Interleukin-1 beta (IL-1β) is similar in structure and function to IL-1α, and both proteins are encoded by genes located on chromosome 2 and act through binding to the type 1 IL-1 receptor (IL-1R1) to elicit proinflammatory responses [74]. In response to stimuli, including DAMPs or PAMPs, IL-1β is secreted by immune cells including monocytes and macrophages [75]. IL-1β is a Th1 cytokine but is also associated with Th17 responses [76]. Existing data suggests that IL-1β is typically present at low concentrations in maternal serum during healthy pregnancy with fewer studies detecting concentrations above 10 pg/mL [24, 41, 51, 7779]. A study showed that IL-1β is significantly higher in maternal serum within the second and third trimesters compared to the first [51], while others indicate that IL-1β significantly decreases between the first and third trimester [36, 37]. In contrast, there is also data supporting no significant change in maternal serum IL-1β concentrations across various time points of healthy pregnancy [43, 56]. Such conflicting results may be explained by difficulty in detecting significant changes in IL-1β because of its short half-life in circulation [75, 80].
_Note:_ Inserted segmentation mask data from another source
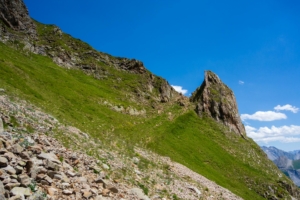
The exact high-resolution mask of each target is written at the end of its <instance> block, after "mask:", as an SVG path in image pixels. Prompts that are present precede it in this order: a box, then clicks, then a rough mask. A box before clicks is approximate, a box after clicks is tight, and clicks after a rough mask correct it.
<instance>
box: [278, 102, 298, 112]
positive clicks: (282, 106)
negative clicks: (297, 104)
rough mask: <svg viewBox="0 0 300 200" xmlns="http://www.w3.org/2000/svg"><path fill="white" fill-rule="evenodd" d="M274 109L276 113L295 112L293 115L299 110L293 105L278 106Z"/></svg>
mask: <svg viewBox="0 0 300 200" xmlns="http://www.w3.org/2000/svg"><path fill="white" fill-rule="evenodd" d="M274 109H275V110H276V111H279V110H288V111H291V112H293V113H297V112H298V110H299V108H297V107H295V106H292V105H290V104H286V105H284V106H281V105H278V106H276V107H274Z"/></svg>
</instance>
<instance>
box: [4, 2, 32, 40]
mask: <svg viewBox="0 0 300 200" xmlns="http://www.w3.org/2000/svg"><path fill="white" fill-rule="evenodd" d="M0 19H1V20H2V21H3V22H4V23H5V24H6V25H7V26H9V27H10V28H12V29H14V30H18V31H23V32H26V33H28V34H30V35H33V36H34V35H35V34H36V27H35V24H34V23H33V21H32V19H31V18H30V17H29V14H28V10H27V8H26V6H25V4H24V2H23V1H22V0H0Z"/></svg>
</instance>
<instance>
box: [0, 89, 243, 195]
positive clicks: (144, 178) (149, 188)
mask: <svg viewBox="0 0 300 200" xmlns="http://www.w3.org/2000/svg"><path fill="white" fill-rule="evenodd" d="M0 91H1V88H0ZM2 124H5V126H4V128H3V129H2V132H1V131H0V200H17V199H20V200H21V199H22V200H38V199H39V200H45V199H48V200H61V199H70V200H71V199H78V200H79V199H89V200H91V199H94V200H108V199H111V200H116V199H123V200H129V199H130V200H139V199H145V200H146V199H153V200H159V199H167V198H168V196H171V195H172V196H173V197H174V196H175V197H177V198H180V199H191V200H197V199H199V198H203V199H209V198H211V197H212V196H214V197H215V198H216V199H226V200H241V198H240V197H238V196H236V195H235V194H233V193H231V192H230V191H229V190H227V189H225V188H223V187H221V186H219V185H217V184H216V183H215V182H212V181H210V180H208V179H206V178H205V177H203V176H201V175H199V174H197V173H195V172H193V171H192V170H190V169H188V168H187V167H185V166H183V165H181V164H179V163H175V162H172V161H171V159H170V158H168V157H161V156H159V155H157V154H154V153H151V152H149V151H146V150H143V149H140V148H136V149H135V150H134V151H135V152H136V154H135V155H136V157H131V156H132V155H131V154H127V153H126V151H124V150H123V151H121V149H117V147H114V145H112V143H113V142H114V141H112V143H111V144H105V143H102V142H101V141H99V140H98V139H96V140H94V139H93V138H92V137H89V135H88V134H86V133H84V132H82V131H80V130H79V129H77V128H76V127H71V126H64V125H63V124H61V123H60V122H59V121H58V120H57V119H55V118H54V117H53V116H51V115H49V114H46V113H44V112H42V111H40V110H39V109H38V108H37V107H35V106H33V105H30V104H28V103H27V102H26V101H17V102H14V101H11V100H10V99H9V97H8V96H6V95H2V94H1V93H0V126H1V125H2ZM55 135H56V136H58V135H63V136H62V138H64V140H65V141H67V140H68V139H67V138H69V137H70V138H69V139H70V141H71V142H70V143H69V144H70V145H71V146H70V147H68V148H66V147H64V146H62V145H61V144H60V142H59V141H58V140H57V139H54V136H55ZM74 149H76V150H74ZM87 152H88V154H89V155H87V154H85V153H87ZM92 152H94V153H92ZM146 163H147V164H149V165H151V166H152V164H151V163H153V166H154V163H155V167H150V166H149V168H148V167H146V166H145V164H146ZM166 166H169V168H168V169H166ZM187 177H189V178H188V179H187ZM168 199H169V198H168Z"/></svg>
The proinflammatory cytokine, interleukin-2 (IL-2), acts by binding to the IL-2R, influencing T lymphocyte differentiation into effector and memory T cells as well as regulatory T cells which are important for preventing autoimmunity [81]. Evidence suggests that there is a significant reduction in maternal serum IL-2 concentrations between the first and third trimester of healthy pregnancy [36, 37]. The existing data on maternal serum IL-2 concentrations is limited and may be owing to difficulty in detecting the cytokine in healthy pregnancy as studies have noted concentrations below the lower limit of detection (<LLOD) [25, 66, 82]. IL-2 does not appear to be present at high concentrations in healthy pregnancy but is elevated in women who develop complications including preeclampsia [83] which is discussed in more detail later in this review.

The inflammatory chemokine, interleukin-8 (IL-8), signals through binding CXCR1 and CXCR2 to promote recruitment of immune cells such as neutrophils and macrophages to sites of inflammation [84]. IL-8 mediates angiogenesis in vitro [85] which is an important process in pregnancy for fetal development [86]. In healthy pregnancy, IL-8 has been shown to decrease with gestational age during the first half of pregnancy [43] but significantly increase between the second and third trimesters [38]. Another study found higher, albeit nonsignificant, concentrations in the third trimester compared to the second trimester [56]. These changes in IL-8 concentrations may reflect the Th1/Th2 cytokine shift, indicating reduced proinflammatory responses in the second trimester, but the immune profile returns to more proinflammatory responses towards the end of pregnancy. Meanwhile, a study found that IL-8 significantly decreased between the first and third trimesters of healthy pregnancy [36]. While most research has detected significant changes, a smaller study reported no change between the first and third trimesters [37] which may indicate a lack of power within the study design.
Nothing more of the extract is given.